Rules mandating workplace civility and protection of confidential business information — recently the target of the National Labor Relations Board — are lawful again. Non-union employers take note: no longer will the Board automatically find an unfair labor practice for policy, work rule and handbook provisions that employees would construe as prohibiting protected concerted activity. Based on The Boeing Company decision issued last month, the newly re-constituted Board will now seek to strike a balance between employer and employee rights. The endorsement of workplace civility rules aligns with the EEOC’s 2016 Select Task Force on Harassment recommendation encouraging the NLRB to reconsider its position and support such rules.

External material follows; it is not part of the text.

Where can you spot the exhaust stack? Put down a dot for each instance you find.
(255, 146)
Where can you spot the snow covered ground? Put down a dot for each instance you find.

The Boeing Company decision represents a marked retreat from the  Board’s 2004 decision in Lutheran Heritage Village-Livonia when the NLRB signaled that it would find innocuous employer rules attempting to protect its property or business or promoting workplace civility violated the NLRA if employees would merely “reasonably construe the language” to prohibit “Section 7” activities— activities such as the right to unionize or engage in collective action, to discuss wages, terms and conditions of employment and to air and investigate their grievances.  Following Lutheran Heritage, the Board prosecuted dozens of unfair labor practice charges over  benign workplace rules asking employees to “work harmoniously,” “to conduct themselves in a positive and professional manner,” “to keep customer and employee information secure” and to “refrain from inappropriate discussions about the company.” The Board’s Obama-era General Counsel had even issued a detailed memorandum cataloging scores of decisions finding various workplace rules unlawful, even if they had never been applied to restrict employees’ rights under the NLRA and were not issued in response to union activity.

In its December 14, 2017, 3-2 decision in The Boeing Company, the new Republican majority Board reversed the decision of an Administrative Law Judge that found Boeing’s policy restricting camera-enabled devises such as cell phones on its property in violation of the NLRA. The ALJ had applied the Lutheran Heritage analysis to the no-camera rule. Under that analysis, rules would violate the NLRA if any of the following existed: (1) employees would reasonably construe the Rule to prohibit Section 7 activity; (2) the rule was promulgated in response to union activity; or (3) the Rule had been applied to restrict the exercise of Section 7 rights. The ALJ had found that under the first prong of that analysis, employees would reasonably believe that the rule prohibited them from possessing cell phones that could take pictures to support bargaining demands or gather evidence for grievances. The ALJ gave no weight to Boeing’s concern that photographs could be taken that undermined its obligation to keep national security matters secret, safeguard its confidential information and trade secrets, and protect the privacy of its employees.

The Board’s decision scrapped the first prong of the Lutheran Heritage test. The Board enunciated a new standard for facially neutral rules that requires the Board to strike the proper balance between the employer’s business justification and employee rights under the NLRA.  Finally, the Board will now consider the employer’s justification for imposing rules. Past decisions invalidating rules promulgated in response to union activity or that were actually applied to restrict Section 7 rights will not be impacted by the Boeing decision. In announcing its decision, the Board delineated three categories of Rules:

  • Category 1 includes Rules that the Board designates as lawful either because, when reasonably interpreted, they do not prohibit or interfere with the exercise of Section 7 rights; or the potential impact on protected rights is outweighed by the justifications associated with the rule.  Boeing’s  no-camera requirement and rules calling for employees to abide by basic standards of civility fit in this category.
  • Category 2 includes rules that warrant individualized scrutiny as to whether the rule would prohibit or interfere with employees’ Section 7 rights and, if so whether any adverse impact on such protected rights is outweighed by legitimate justifications.
  • Category 3 includes Rules that the NLRB will designate as unlawful because they would limit Section 7 rights and the adverse impact on these rights is not outweighed by its justifications.  An example would be a rule that prohibited employees from discussing wages with each other.

Although the Boeing decision portends future unfair labor practice litigation to begin the process of pigeon-holing Rules into the categories that will or will not require the Board’s scrutiny in future cases, employers can be at ease in knowing that most rules designed to promote workplace civility and security of its property and information will fit into Category 1. Other types of rules will now require a balancing test—a balance that includes consideration of the employer’s reasons for implementing the rules.  However, rules enacted in response to union activity or applied to restrict employees from engaging in protected activity will still be subject to unfair labor practice charges.  Despite the employer-friendly decision, employers should take the opportunity to review their rules and policies to avoid being the test cases.